A skilled nursing facility gets acquired by a private equity firm. Within a few years, Medicaid patients, the least profitable population, drop by roughly 7 percent. Mortality climbs by approximately 10 percent of the mean. These are not projections. They come from peer-reviewed research on PE acquisitions in healthcare, and they describe a system working exactly as designed.

The political debate frames this as a binary: market failure versus government failure. That framing is wrong, and it is doing real damage. The U.S. spends 18 percent of GDP on healthcare while ranking 69th globally in outcomes. Japan spends $4,100 per person and covers everyone. Some drugs cost 40 times more in America than in France. These gaps do not emerge from abstract market dynamics or regulatory incompetence. They emerge from specific choices made by specific people in the 1970s and 1980s to redesign healthcare as a vehicle for financial returns.

When the Safety Net Became the Investment Thesis

Private equity investment in healthcare grew from approximately $5 billion in 2000 to an estimated $104 billion in 2024. More than 40 percent of the country's emergency rooms are now managed by for-profit staffing companies owned by PE firms. The reason healthcare attracted this capital is not a market accident. Healthcare is recession-resistant. Third-party payers guarantee revenue. Society decided, correctly, that people cannot be turned away from emergency rooms. Those protections, designed to insulate patients, became the precise features that made healthcare attractive to investors seeking guaranteed returns.

The government failure argument deserves a fair hearing: Certificate of Need laws, which require regulatory approval before hospitals can expand capacity, increase overall healthcare spending by 3.1 percent and Medicare spending by 6.9 percent, according to research cited in a White House regulatory document from April 2026. That is a real inefficiency. But the evidence that deregulation serves patients rather than accelerating consolidation is thin. Removing CON laws in markets already dominated by PE-backed hospital systems does not restore competition. It removes the last friction before monopoly.

The 340B Program Is a Case Study in Designed Dysfunction

Consider the 340B drug purchasing program. Mega-consolidated hospital systems buy drugs at discounts of 50 percent or greater, then receive reimbursement well above that discounted cost. Studies document that these savings are often not passed to patients. The hospitals pocket the spread. This is not a market failure in the textbook sense. A government program created the arbitrage opportunity. Consolidation, which government antitrust enforcement permitted, determined who could exploit it. The patient got nothing.

Pharmaceutical companies collect 40 percent of their global revenue from 4 percent of the world's population. That ratio exists because the U.S. government, unlike every other wealthy government, does not negotiate drug prices at scale. That is a policy choice. It is reversible.

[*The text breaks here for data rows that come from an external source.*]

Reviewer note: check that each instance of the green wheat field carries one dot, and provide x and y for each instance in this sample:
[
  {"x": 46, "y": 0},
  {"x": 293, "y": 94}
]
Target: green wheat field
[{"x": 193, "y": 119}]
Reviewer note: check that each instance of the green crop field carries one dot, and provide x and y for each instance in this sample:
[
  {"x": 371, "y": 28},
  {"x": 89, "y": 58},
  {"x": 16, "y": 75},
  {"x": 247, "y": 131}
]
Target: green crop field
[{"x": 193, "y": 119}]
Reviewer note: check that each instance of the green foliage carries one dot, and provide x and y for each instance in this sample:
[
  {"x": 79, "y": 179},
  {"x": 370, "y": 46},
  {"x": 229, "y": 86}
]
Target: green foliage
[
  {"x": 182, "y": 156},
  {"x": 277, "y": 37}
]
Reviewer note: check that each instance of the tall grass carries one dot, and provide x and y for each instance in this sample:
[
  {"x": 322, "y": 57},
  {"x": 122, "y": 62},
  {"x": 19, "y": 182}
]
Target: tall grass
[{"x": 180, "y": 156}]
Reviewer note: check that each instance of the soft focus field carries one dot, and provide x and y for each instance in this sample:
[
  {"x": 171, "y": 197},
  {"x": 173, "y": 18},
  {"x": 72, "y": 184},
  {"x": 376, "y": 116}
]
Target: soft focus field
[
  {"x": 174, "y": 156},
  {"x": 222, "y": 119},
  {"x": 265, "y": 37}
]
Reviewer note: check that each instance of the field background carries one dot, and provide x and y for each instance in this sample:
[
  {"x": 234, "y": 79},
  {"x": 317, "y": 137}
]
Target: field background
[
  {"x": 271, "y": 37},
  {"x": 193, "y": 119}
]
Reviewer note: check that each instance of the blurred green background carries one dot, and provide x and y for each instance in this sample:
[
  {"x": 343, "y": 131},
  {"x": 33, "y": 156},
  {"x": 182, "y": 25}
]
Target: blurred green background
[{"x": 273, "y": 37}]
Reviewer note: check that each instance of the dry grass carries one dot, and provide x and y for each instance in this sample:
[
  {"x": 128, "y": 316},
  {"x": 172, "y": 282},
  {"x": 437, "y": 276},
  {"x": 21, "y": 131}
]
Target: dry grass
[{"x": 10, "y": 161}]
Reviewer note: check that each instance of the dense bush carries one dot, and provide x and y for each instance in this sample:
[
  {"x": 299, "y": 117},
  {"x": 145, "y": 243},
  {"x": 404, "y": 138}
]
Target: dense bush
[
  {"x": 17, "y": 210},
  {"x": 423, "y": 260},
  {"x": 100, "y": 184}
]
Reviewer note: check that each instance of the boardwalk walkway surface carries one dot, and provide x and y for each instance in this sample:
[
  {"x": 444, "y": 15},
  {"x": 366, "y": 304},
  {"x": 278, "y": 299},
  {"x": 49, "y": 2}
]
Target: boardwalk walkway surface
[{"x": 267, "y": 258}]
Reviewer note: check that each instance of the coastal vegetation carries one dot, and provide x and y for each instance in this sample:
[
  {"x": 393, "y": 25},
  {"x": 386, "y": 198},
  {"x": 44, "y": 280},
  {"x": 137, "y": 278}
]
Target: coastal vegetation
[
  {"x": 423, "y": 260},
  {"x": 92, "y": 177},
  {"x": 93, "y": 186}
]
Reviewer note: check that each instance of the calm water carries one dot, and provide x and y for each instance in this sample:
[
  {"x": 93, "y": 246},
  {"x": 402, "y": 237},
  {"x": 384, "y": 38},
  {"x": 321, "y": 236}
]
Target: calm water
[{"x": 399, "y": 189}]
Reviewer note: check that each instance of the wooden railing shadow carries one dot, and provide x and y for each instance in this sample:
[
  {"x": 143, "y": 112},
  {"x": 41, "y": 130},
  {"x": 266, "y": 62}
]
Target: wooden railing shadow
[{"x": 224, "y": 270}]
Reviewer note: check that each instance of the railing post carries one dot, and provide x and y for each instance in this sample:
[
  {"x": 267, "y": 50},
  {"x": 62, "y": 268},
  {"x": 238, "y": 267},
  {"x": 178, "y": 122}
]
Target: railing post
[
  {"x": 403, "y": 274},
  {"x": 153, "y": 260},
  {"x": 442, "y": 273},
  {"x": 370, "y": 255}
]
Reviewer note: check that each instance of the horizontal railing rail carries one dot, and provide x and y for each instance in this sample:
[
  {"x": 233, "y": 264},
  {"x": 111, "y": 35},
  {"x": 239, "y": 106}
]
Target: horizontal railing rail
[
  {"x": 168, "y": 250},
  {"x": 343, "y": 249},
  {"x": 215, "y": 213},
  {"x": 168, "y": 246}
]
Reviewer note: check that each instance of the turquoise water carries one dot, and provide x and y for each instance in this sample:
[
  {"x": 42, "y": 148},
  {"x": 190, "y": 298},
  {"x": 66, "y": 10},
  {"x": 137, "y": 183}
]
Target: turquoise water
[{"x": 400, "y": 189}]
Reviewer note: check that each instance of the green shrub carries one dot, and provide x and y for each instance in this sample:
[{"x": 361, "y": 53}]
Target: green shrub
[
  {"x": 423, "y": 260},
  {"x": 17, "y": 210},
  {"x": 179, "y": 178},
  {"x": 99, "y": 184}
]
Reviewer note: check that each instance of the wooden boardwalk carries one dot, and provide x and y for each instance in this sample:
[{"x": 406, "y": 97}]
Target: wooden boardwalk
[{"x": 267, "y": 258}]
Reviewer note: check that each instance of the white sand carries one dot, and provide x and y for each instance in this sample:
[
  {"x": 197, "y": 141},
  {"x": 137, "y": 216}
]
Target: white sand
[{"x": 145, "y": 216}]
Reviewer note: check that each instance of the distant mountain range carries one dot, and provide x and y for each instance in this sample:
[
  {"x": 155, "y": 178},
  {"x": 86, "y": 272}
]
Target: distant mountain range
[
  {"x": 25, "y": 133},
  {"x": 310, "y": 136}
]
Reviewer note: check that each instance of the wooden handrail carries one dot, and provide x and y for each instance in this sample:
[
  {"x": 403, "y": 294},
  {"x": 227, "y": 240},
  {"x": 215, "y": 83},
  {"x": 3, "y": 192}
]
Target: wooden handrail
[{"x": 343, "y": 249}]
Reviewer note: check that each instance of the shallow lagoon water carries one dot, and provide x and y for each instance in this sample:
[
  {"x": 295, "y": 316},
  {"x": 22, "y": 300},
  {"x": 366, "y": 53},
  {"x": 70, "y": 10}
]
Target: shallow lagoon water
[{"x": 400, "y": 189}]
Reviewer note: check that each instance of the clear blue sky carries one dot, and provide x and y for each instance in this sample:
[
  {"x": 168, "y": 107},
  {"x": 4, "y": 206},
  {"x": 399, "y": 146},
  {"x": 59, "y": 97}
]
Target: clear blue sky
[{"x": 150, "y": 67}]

I will acknowledge the tension in my own position: government-set fee schedules require a government competent and insulated enough from industry lobbying to set them honestly. Japan's system works because its fee schedule negotiations are technically rigorous and politically disciplined. The U.S. track record on both counts is not encouraging. The 340B program is what happens when government creates a pricing mechanism without the discipline to enforce its intent.

But the answer to captured regulation is not deregulation into a market already structured for extraction. Japan's outcomes at Japan's price point are not a coincidence. Democratic price controls, applied to pharmaceuticals and hospital services, with genuine enforcement, are the only intervention the evidence actually supports. Congress should pass them. The industry will call it socialism. The data will call it Tuesday.